As décadas de 60 e 70 lucraram muito, na visão de Serpa, com o ingresso de pessoas que eram, com frequência, formadas em outras áreas, como filosofia e direito. Isso enriqueceu o resultado final dos trabalhos. Hoje, existe uma escola que forma os profissionais em publicidade e, ao mesmo tempo, existem áreas fora da propaganda que são muito interessantes. Isso acirra a concorrência pelo talento e provoca a retroalimentação da propaganda – pessoas que se formam e trabalham na mesma profissão, sem transitar por outras áreas de conhecimento.

Outra característica que se perdeu com o passar das décadas foi a das agências que tinham “a cara do dono”, seja no Brasil ou fora dele. Houve uma pasteurização, segundo Serpa, provocada pelas compras, pelas fusões e demais movimentações de grandes holdings, que provocou essa mudança. Com isso, agências passaram a ter cara de marca – e não mais uma personalidade que remetia a um profissional e a uma filosofia. “Fica uma sopa de letrinhas e quando o cliente percebe que a diferenciação entre as agências é muito pequena, nosso trabalho corre o risco enorme de se tornar um commodity. Difícil sair dessa situação. É preciso ter um pouquinho mais de força e coragem”.
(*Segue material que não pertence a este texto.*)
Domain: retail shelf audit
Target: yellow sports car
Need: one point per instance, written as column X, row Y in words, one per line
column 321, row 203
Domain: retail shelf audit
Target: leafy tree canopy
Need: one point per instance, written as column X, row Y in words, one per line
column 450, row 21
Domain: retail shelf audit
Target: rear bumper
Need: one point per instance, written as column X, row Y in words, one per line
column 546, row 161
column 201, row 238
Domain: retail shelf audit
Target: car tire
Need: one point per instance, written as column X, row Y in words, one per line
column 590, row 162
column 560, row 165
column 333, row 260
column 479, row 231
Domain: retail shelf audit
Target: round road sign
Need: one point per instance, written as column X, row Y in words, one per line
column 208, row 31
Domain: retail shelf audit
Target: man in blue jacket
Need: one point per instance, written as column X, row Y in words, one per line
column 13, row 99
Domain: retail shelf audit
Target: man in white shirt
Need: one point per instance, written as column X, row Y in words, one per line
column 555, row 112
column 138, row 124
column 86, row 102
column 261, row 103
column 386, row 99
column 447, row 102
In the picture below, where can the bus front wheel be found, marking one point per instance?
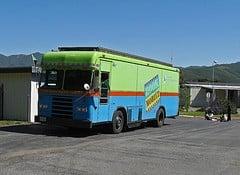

Para Serpa, o brasileiro é “PHD em relações humanas”, mas o País perdeu o verniz e embruteceu muito nas relações interpessoais e na política. “O Brasil ficou País onde o discurso é chato”, afirma. E isso, na visão dele, vai refletir no discurso publicitário, que deixa um pouco o bom-humor, a leveza e passa a adotar um tom mais sério. Estivesse trabalhando em 2020 – ele não descarta uma volta a projetos pontuais – Serpa tentaria fazer inserir leveza no conteúdo e evitaria campanhas inspiracionais.